The basis for the string of apocalyptic plot twists is Dispensationalism, an offshoot of Evangelical Protestant theology followed by many Evangelical Christians, including Jenkins and LaHaye. They believe the Rapture will be followed by a Tribulation, a seven-year period that will be ruled by the Antichrist before it is ended by an Apocalypse and the Second Coming of Christ.
Evangelicals such as Jenkins, 50, and LaHaye, 74, believe that the reoccupation of Israel by Jews must occur before the Second Coming can take place and that the founding of Israel in 1948 fulfills the prophecy.
Dispensationalists have held this view of biblical prophecies since the early 19th century, and Jenkins and LaHaye are among those who say their interpretation of the Book of Revelation is literal. The authors, however, are not comfortable being called fundamentalists, according to their spokeswoman.
Thousands who believe in the Doomsday depictions of Jenkins and LaHaye post messages daily at the Left Behind Web site, proclaiming their devotion to the authors' books.
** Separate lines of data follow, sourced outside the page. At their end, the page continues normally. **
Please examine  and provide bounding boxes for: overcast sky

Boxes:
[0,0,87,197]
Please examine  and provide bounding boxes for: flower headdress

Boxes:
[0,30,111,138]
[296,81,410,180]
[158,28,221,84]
But Garrett said she believes that devotees of the authors' ideology are only partially behind the series' phenomenal success.
''The biggest thing to me is that a lot of the people buying the books are not Evangelical Christians and may not even understand the theology behind them,'' Garrett said. ''Most people just find them a ripping yarn, a good story.''
The books were written with mainstream appeal in mind, Jenkins said.
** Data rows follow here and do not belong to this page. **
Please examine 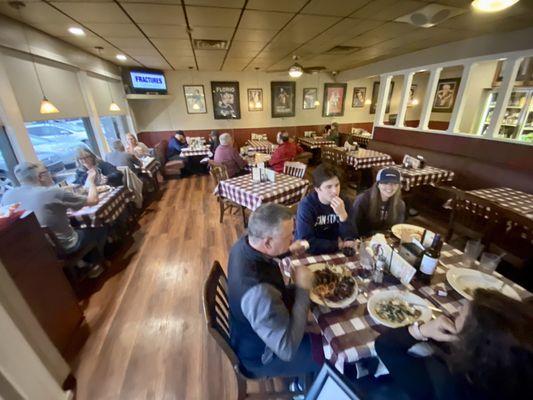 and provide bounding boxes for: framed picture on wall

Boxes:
[270,82,296,118]
[370,82,394,114]
[183,85,207,114]
[211,82,241,119]
[322,83,346,117]
[431,78,461,113]
[352,87,366,108]
[248,89,263,111]
[303,88,318,110]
''This is our message. But it has to work as fiction,'' he said. ''We believe (the Tribulation scenario) to be true and that it will happen someday. But if it looks like preaching or teaching, it would not work.''
Whatever the perception, the Left Behind series has been a source of spiritual awakening for some fans.
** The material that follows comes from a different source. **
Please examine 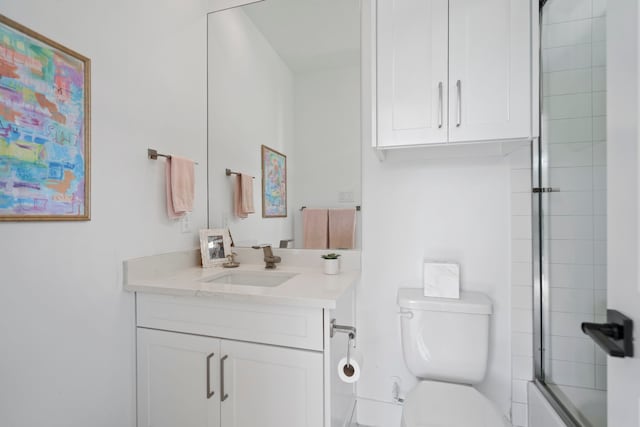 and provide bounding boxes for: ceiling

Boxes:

Linda Nehmer, a 50-year-old employee of a Milwaukee-based managed-care company, considers herself a Christian, but she doesn't believe that biblical proof of a Second Coming exists. Even so, she said, the series ''has gotten me to pray more -- just in case.
''I think the reason why I stay with it is the cliffhangers at the end of each book,'' Nehmer added. ''Jerry and Tim seem to grab you and keep you there. I have to keep telling myself that this is fiction.''
Although some have attributed the Left Behind success to end-times concerns tied to the new millennium, Jenkins is quick to point out that most successful installment was released after Jan. 1.
''Besides, there is nothing in the books that says something about the year 2000,'' Jenkins said. ''Jesus told his disciples that even he didn't know when he was going to come back.''
Mark Noll, a professor at Wheaton College who specializes in the history of Christianity in North America, said the Apocalypse and its attendant messages have compelling appeal to many people. ''I think people in this age and every other age want some understanding in an eternal sense of what's happening now and in a sense, these books will do that for people,'' Noll said.
The publisher, Tyndale House of Carol Stream, Ill., plans to add more fuel to the ''Left Behind'' mania with the release of ''The Mark'' in November.